• Mental Health
  • Independent mental health service

Broomhill

Overall: Requires improvement read more about inspection ratings

Holdenby Road, Spratton, Northampton, Northamptonshire, NN6 8LD

Provided and run by:
St. Matthews Limited

Report from 25 April 2024 assessment

Safe

Requires improvement

Updated 20 August 2024

We identified some areas of concern under the safe key question which will require

an action plan under the medicine’s optimisation quality statement. Staff completed

medicines audits but there was a lack of oversight of medicines management.

Actions needed as identified through pharmacist audits had not been actioned by

staff. Staff did not consistently adhere to the providers medicines disposal policy.

Staff had completed some expiry date labels incorrectly. Care plans specific to

certain high-risk medicines lacked detail. Four registered nurses we spoke with were

unable to tell us what drugs should be used in the event of an opioid or

benzodiazepine overdose. While the hospital had an identified infection prevention

and control lead, they had not identified infection prevention and control champions,

in line with their policy. Though staff told us they did have a plan in place to address

this. We saw that clinical staff undertook the complex ligature risk assessment across

all wards, but we were unclear if these staff had received relevant training to

complete this task. Actions needed were recorded on a separate estates plan with

anticipated dates for completion. We noted that many items needed removing from

the environment. Estates staff were not involved in this assessment which was

unusual. However, staff reported and investigated safety events and incidents.

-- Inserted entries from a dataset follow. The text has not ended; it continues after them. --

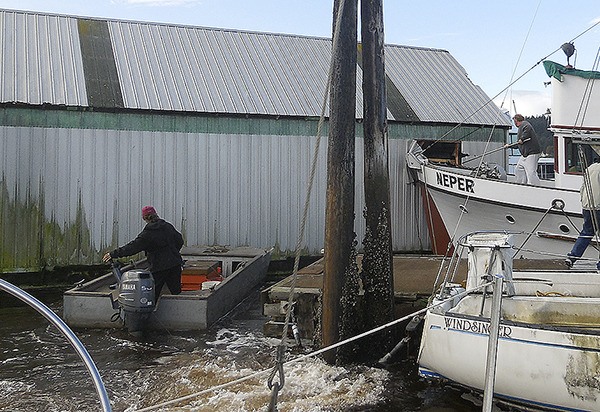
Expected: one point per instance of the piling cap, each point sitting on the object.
(148, 210)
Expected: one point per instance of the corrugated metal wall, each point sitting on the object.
(68, 194)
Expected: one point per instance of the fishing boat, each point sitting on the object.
(548, 348)
(538, 344)
(214, 281)
(546, 218)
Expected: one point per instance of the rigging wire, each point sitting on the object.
(276, 386)
(510, 85)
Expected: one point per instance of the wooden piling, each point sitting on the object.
(339, 213)
(378, 259)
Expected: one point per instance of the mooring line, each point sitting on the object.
(313, 354)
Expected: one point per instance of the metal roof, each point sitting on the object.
(77, 61)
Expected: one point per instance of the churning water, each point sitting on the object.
(40, 371)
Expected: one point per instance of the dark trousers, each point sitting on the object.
(171, 276)
(586, 234)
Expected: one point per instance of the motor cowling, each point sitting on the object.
(136, 298)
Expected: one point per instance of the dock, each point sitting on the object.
(414, 277)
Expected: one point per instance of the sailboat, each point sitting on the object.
(547, 216)
(547, 328)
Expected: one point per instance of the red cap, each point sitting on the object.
(148, 210)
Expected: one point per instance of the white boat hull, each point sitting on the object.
(467, 204)
(544, 368)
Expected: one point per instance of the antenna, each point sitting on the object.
(569, 49)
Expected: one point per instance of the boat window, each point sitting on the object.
(442, 152)
(573, 162)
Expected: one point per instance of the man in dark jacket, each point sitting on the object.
(161, 242)
(529, 146)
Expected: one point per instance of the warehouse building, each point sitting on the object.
(216, 128)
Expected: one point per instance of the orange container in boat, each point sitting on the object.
(197, 272)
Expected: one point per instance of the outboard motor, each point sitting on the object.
(135, 298)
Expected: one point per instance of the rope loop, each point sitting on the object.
(277, 370)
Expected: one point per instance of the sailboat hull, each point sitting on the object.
(543, 368)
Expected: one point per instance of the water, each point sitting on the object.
(39, 371)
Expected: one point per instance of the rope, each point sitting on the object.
(312, 354)
(279, 361)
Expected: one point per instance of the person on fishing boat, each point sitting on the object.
(590, 204)
(161, 243)
(529, 146)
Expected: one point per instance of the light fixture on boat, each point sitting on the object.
(569, 49)
(564, 228)
(558, 204)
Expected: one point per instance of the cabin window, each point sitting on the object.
(442, 152)
(572, 159)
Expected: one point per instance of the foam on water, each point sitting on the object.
(310, 385)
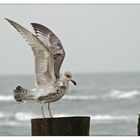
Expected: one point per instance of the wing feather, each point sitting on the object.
(52, 42)
(44, 63)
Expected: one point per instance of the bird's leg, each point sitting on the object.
(50, 110)
(42, 111)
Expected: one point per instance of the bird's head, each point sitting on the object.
(68, 76)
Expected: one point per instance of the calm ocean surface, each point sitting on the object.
(111, 100)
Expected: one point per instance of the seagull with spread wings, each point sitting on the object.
(48, 56)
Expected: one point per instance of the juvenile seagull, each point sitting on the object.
(48, 55)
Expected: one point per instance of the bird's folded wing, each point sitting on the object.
(44, 63)
(52, 42)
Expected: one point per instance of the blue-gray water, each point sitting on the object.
(112, 100)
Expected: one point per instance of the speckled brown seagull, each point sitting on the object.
(48, 55)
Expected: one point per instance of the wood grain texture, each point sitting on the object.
(63, 126)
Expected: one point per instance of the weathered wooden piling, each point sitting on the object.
(62, 126)
(138, 125)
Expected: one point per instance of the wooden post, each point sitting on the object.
(138, 126)
(63, 126)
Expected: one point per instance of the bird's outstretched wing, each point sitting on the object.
(54, 45)
(44, 63)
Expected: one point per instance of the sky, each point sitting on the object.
(96, 38)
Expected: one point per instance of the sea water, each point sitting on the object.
(110, 99)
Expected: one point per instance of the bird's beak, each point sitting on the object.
(74, 82)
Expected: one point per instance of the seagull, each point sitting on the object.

Emphasis was placed upon learning from incidents to improve practice. Staff told us

they could and would raise concerns with senior staff. Staff had a good

understanding of safeguarding and took appropriate actions. There were systems

and processes in place to ensure people were protected from abuse and neglect.

Staff assessed individual patient risks and reviewed these regularly. Restraint was

only used as a last resort. Staff took a proportionate approach to imposing

restrictions upon people. Leaders continued to work with partners to improve the

quality and continuity of care.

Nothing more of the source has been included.